Der Anblick des Tenders und der Schienen, der Einfluß des Gesprächs mit einem Bekannten, welchen er nach dem Verhängnis, das ihn betroffen, nicht begegnet war, brachte ihm ihr Angedenken plötzlich wieder in die Erinnerung, oder vielmehr das, was ihm von ihr noch geblieben war, als er wie ein Wahnsinniger in den Schuppen der Eisenbahnstation gelaufen kam: Auf einem Tische in demselben, schmählich von den Händen Fremder ausgestreckt, ihr blutiger Leib, noch voll von dem kaum entflohenen Leben; der nach hinten geworfene, unversehrt gebliebene Kopf mit seinen schweren Flechten und wallenden Locken an den Schläfen, und auf dem reizvollen Antlitz, mit dem halbgeöffneten roten Munde, der erstarrte, seltsame, klägliche Ausdruck der Lippen, der furchtbar in den nichtgeschlossenen Augen lag, und wie mit Worten das furchtbare Wort aussprach, daß er bereuen solle – das Wort, welches sie während ihres Streites zu ihm gesagt hatte.

 

Und er bemühte sich, sie so in sein Gedächtnis zurückzurufen, wie sie gewesen, als er ihr zum erstenmale, gleichfalls auf der Eisenbahnstation, begegnet war, ihr, der Geheimnisvollen, der Reizenden, der Liebevollen, Glücksuchenden und – spendenden, aber nicht der hartherzig Quälenden, als die sie ihm aus der letzten Minute ins Gedächtnis kam.

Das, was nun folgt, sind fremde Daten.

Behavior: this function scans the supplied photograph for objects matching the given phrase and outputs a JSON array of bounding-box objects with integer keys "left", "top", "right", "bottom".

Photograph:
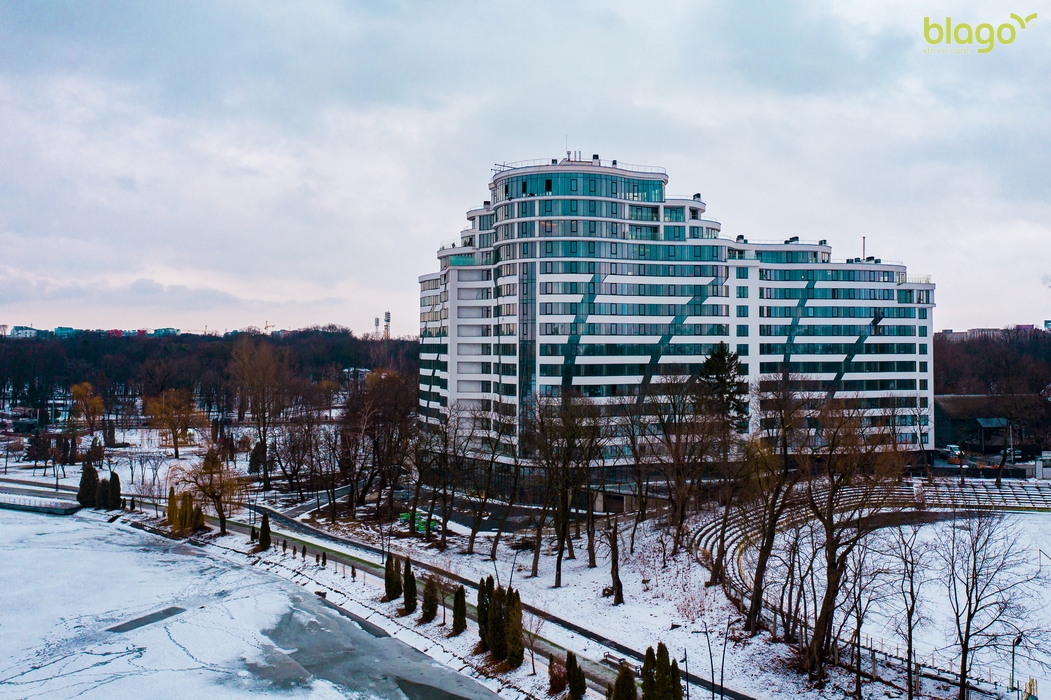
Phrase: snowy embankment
[{"left": 254, "top": 511, "right": 929, "bottom": 700}]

Er suchte sich der seligsten Minuten mit ihr zu erinnern, doch diese waren ihm auf ewig vergiftet. Er rief sie sich nur als die Triumphierende ins Gedächtnis zurück, welche ihre Drohung ausgeführt hatte, die niemand nützte und durch Reue nicht auszugleichen war. Den Zahnschmerz fühlte er nicht mehr, aber Schluchzen verzerrte sein Gesicht.

Nachdem er zweimal wortlos an den Säcken vorübergeschritten war, wandte er sich, nachdem er seine Selbstbeherrschung wiedergewonnen hatte, ruhig an Sergey Iwanowitsch.

„Habt Ihr keine Depesche seit der gestrigen erhalten? Der Feind ist zwar zum drittenmal geschlagen, aber morgen erwartet man die Entscheidungsschlacht.“

Nachdem sie noch über die Proklamation des Königs Milan und die weittragenden Folgen, welche dieselbe haben könne, gesprochen hatten, trennten sich beide nach dem zweiten Glockensignal und gingen nach ihren beiderseitigen Waggons.